Sífilis Congênita: Sinais ao Nascer e Diagnóstico

HFA - Hospital das Forças Armadas (DF) — Prova 2020

Enunciado

Acerca das patologias na infância, julgue o item a seguir. A grande maioria dos recém-nascidos com sífilis congênita apresenta algum sinal ou sintoma ao nascer, principalmente com alterações nos ossos longos detectáveis ao exame radiológico.

Alternativas

  1. A) Certo.
  2. B) Errado.

Pérola Clínica

Sífilis congênita: >60% dos RNs são assintomáticos ao nascer, mesmo com infecção.

Resumo-Chave

A maioria dos recém-nascidos com sífilis congênita não apresenta sinais ou sintomas ao nascer. As manifestações clínicas, incluindo alterações ósseas, podem surgir nas primeiras semanas ou meses de vida, tornando o rastreamento e tratamento materno cruciais para a prevenção.

Contexto Educacional

A sífilis congênita é uma doença infecciosa grave causada pela transmissão vertical do Treponema pallidum da mãe para o feto. Apesar de ser prevenível com o tratamento adequado da gestante, ainda representa um desafio de saúde pública. É crucial que estudantes e residentes compreendam que a maioria dos recém-nascidos infectados (cerca de 60-70%) pode ser assintomática ao nascer, o que exige uma alta suspeição clínica e investigação baseada no rastreamento sorológico materno durante o pré-natal e no parto. As manifestações, quando presentes, podem ser inespecíficas e surgir semanas ou meses após o nascimento, classificando-se como sífilis congênita precoce (até 2 anos) ou tardia (após 2 anos). O diagnóstico da sífilis congênita envolve uma abordagem multifacetada, incluindo a avaliação da história de tratamento materno, exames sorológicos do recém-nascido (testes não treponêmicos como VDRL/RPR e treponêmicos como FTA-Abs/TPHA), exame físico detalhado e exames complementares. A radiografia de ossos longos é um exame fundamental, pois pode revelar alterações como osteocondrite e periostite, mesmo em bebês assintomáticos, indicando a necessidade de tratamento. Outros exames incluem hemograma completo, avaliação do líquor e ultrassonografia abdominal. O tratamento da sífilis congênita é feito com penicilina cristalina ou procaína, dependendo da classificação do caso. A prevenção é a medida mais eficaz, enfatizando a importância do pré-natal de qualidade, rastreamento sorológico para sífilis em todas as gestantes e tratamento adequado e oportuno das mães e seus parceiros. A compreensão desses aspectos é vital para a prática clínica e para a aprovação em provas de residência.

Perguntas Frequentes

Quais são os sinais mais comuns da sífilis congênita ao nascer?
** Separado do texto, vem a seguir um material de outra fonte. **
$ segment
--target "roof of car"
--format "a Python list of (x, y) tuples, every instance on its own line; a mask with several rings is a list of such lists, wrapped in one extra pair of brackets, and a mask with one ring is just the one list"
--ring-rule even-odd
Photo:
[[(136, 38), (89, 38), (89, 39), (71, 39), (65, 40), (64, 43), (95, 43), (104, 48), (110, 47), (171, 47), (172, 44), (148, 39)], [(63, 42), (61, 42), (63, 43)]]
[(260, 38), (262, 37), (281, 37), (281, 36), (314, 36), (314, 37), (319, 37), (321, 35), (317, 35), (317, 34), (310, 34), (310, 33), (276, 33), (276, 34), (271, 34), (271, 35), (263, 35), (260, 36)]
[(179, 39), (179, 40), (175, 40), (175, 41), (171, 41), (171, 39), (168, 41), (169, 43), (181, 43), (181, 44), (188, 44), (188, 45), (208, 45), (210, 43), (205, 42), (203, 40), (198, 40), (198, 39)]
A maioria dos recém-nascidos com sífilis congênita é assintomática ao nascer. Quando presentes, os sinais podem incluir hepatoesplenomegalia, icterícia, anemia, lesões cutâneas (pênfigo palmoplantar, rash maculopapular), rinite sifilítica e alterações ósseas.

Por que a radiografia de ossos longos é importante na sífilis congênita?

A radiografia de ossos longos é crucial para identificar alterações como osteocondrite, periostite e osteíte, que são manifestações precoces e comuns da sífilis congênita, mesmo em recém-nascidos assintomáticos. Essas alterações são indicativas de infecção e guiam o tratamento.

Como é feito o diagnóstico da sífilis congênita em um recém-nascido?

O diagnóstico baseia-se na história materna de sífilis não tratada ou inadequadamente tratada, exames sorológicos do recém-nascido (VDRL/RPR e FTA-Abs/TPHA), avaliação clínica, radiografia de ossos longos, líquor e hemograma. A interpretação conjunta desses achados é fundamental.